Only one study had available neurologic outcomes11 and a meta-analysis was not performed. The study presented neurologic outcomes at 30 and 90 days. At 30 days, survival with favorable neurologic outcome was seen in seven out of 193 (3.6 %) in the group of calcium and 15 out of 198 (7.6 %) in the control group resulting in an OR of 0.46 (95 % CI 0.18–1.15; p = 0.10). Regarding neurologic outcomes at 90 days, it showed that seven out of 193 (3.6 %) of those who received calcium had a favorable neurologic outcome in 90 days versus 18 of 198 (9.1 %) in the placebo group, resulting in an OR of 0.37 (95 % CI 0.15–0.92; p = 0.03).11

Certainty of evidence

We performed a GRADE assessment16 for the certainty of evidence of our primary and secondary outcomes including the only study with low risk of bias (Fig. 2. ROSC or survival at one hour; survival to hospital discharge or at 30 days; favorable neurologic outcomes in 30 days; and favorable neurologic outcomes in 90 days were all found to have moderate certainty of evidence, mostly due to serious imprecision (Table 3).

Table 3.

GRADE assessment.

Certainty assessment
№ ofstudies
Effect
Certainty Importance
№ of studies Study design Risk of bias Inconsistency Indirectness Imprecision Other considerations Calcium No Calcium Relative(95 % CI) Absolute(95 % CI)
Return of Spontaneous Circulation or Survival at 1 hour
1 randomised trial not serious not serious not serious seriousa none 37/193 (19.2 %) 53/198 (26.8 %) OR 0.65

(0.40 to 1.05)
76 fewer per 1,000

(from 140 fewer to 10 more)
⊕⊕⊕○

Moderate
IMPORTANT
Survival to discharge or at 30 days
1 randomised trial not serious not serious not serious seriousb none 10/193 (5.1 %) 18/198 (9.1 %) OR 0.53

(0.24 to 1.14)
30 fewer per 1,000

(from 49 fewer to 9 more)
⊕⊕⊕○

Moderate
IMPORTANT
Neurologic outcomes at 30 days
1 randomised trial not serious not serious not serious seriousc none 7/193 (3.6 %) 15/198 (7.6 %) OR 0.46

(0.18 to 1.15)
47 fewer per 1,000

(from 73 fewer to 12 more)
⊕⊕⊕○

Moderate
IMPORTANT
Neurologic outcomes at 90 days
1 randomised trial not serious not serious not serious seriousd none 7/193 (3.6 %) 18/198 (9.1 %) OR 0.37

(0.15 to 0.92)
54 fewer per 1,000

(from 76 fewer to 7 fewer)
⊕⊕⊕○

Moderate
IMPORTANT

CI: confidence interval; OR: odds ratio.

a

Estimated sample (optimal information size) required around 480 patients per group at least, considering 19.2% of ROSC in the calcium group and 26.8% in the placebo group.

b

Estimated sample (optimal information size) required around 646 patients per group at least, considering 5.1 % of survival to discharge or at 30 days in the calcium group and 9.1 % in the placebo group.

c

Estimated sample (optimal information size) required around 517 patients per group at least, considering 3.6 % of favorable neurologic outcome at 30 days in the calcium group and 7.6 % in the placebo group.

d

Estimated sample (optimal information size) required around 307 patients per group at least, considering 3.6 % of favorable neurologic outcome at 90 days in the calcium group and 9.1 % in the placebo group.

Discussion

Our results show that calcium administration during cardiac arrest was associated with no benefit (RR > 1.00) for ROSC or survival at one hour after cardiac arrest. Additionally, we did not observe any benefit for survival to hospital discharge or at 30 days. When evaluating neurologic outcomes, we observed neither benefit nor harm at 30 days, but worse neurologic outcomes or death at 90 days.
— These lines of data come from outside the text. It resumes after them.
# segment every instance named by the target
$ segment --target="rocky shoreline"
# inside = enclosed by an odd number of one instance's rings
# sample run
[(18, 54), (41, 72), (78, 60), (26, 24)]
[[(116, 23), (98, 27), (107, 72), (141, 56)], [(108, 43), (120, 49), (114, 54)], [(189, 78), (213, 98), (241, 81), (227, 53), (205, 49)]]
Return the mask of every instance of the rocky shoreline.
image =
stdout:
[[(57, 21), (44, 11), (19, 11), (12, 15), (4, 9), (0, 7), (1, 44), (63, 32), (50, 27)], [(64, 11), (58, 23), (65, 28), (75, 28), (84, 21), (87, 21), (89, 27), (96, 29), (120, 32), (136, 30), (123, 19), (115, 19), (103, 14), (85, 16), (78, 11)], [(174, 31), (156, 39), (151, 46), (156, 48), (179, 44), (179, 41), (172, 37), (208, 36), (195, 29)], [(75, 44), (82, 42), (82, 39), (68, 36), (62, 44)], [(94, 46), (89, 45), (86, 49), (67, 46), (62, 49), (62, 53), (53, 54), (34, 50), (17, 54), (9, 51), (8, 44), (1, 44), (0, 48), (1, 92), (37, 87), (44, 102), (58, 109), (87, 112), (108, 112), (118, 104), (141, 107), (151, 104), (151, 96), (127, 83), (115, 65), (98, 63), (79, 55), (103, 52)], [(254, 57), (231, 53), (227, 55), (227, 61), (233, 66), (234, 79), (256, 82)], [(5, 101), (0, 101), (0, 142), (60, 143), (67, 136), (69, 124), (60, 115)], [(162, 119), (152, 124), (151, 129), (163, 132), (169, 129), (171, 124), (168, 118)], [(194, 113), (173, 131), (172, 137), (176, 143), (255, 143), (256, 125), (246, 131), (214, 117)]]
These results are mainly due to the most recent and largest randomized clinical trial published. The study was stopped early due to possible harm.11 An OR of 0.65 (95 % CI 0.40–1.04; p = 0.09) was obtained for ROSC. When the authors adjusted the results, an OR of 0.81 (CI CI 95 % 0.47–1.22) was revealed. The Bayesian analysis showed that calcium administration had a probability of benefit of only 4 % for ROSC, 6 % for survival at 30 days and 4 % of the favorable neurological outcomes at 30 days.11

The current data available is limited to three randomised clinical trials in the out-of-hospital setting, which together account for 554 patients.7, 8, 11 No study showed benefit with calcium administration, although there was significant clinical heterogeneity among the studies. Many clinical differences are noticed when comparing both Stueven et al. studies with Vallentin et al.7, 8, 11 Although all three studies included patients in the out-of-hospital setting, they were separated by almost 40 years. Due to the time frame difference, there was improvement of overall post cardiac arrest care occurred and changes in the ACLS protocol. While Vallentin et al. used calcium along with the first and second epinephrine dose despite the rhythm,11 Stueven et al. used calcium later, during asystole after atropine,8 or during PEA.7 Also, the doses between the studies were different. Both Stueven et al. trials7, 8 used 500 mg of calcium gluconate only once while the most recent clinical trial used up to doses two of 735 mg of calcium. A total of 285 out of 391 (73 %) of the patients received two doses.11

We did not include NRSIs in our primary analysis and the analysis to survival to hospital discharge or at 30 days due to serious risk of bias, mostly due to resuscitation time bias.28 The only NRSI24 that had been adjusted to time to drug administration was not adjusted as recommended.28 Nonetheless, the sensitivity analysis for ROSC including Stiell et al.24 and the RCTs showed neutral effect of calcium (Figure S4). The analysis including only RCTs also showed neutral effect of calcium for ROSC (Figure S3). When performing sensitivity analysis, including all studies, for both ROSC and survival to hospital discharge or at 30 days (Figure S5 and Figure S6), calcium administration was associated with harm. This is likely due to resuscitation time bias, which occurs when an exposure, such as calcium administration, is more likely to occur as the cardiac arrest persists. The fact that prolonged cardiac arrest is associated with poor outcomes will likely bias the results towards harm.28, 29, 30

We could not perform a meta-analysis including studies with no serious risk of bias for survival to discharge or at 30 days, and for neurological outcomes at 30 and 90 days. However, the results and the Bayesian analysis from the last RCT11 show that calcium may have a neutral or even harmful effect when administered. Therefore, performing randomized controlled trials may be considered unethical in this context.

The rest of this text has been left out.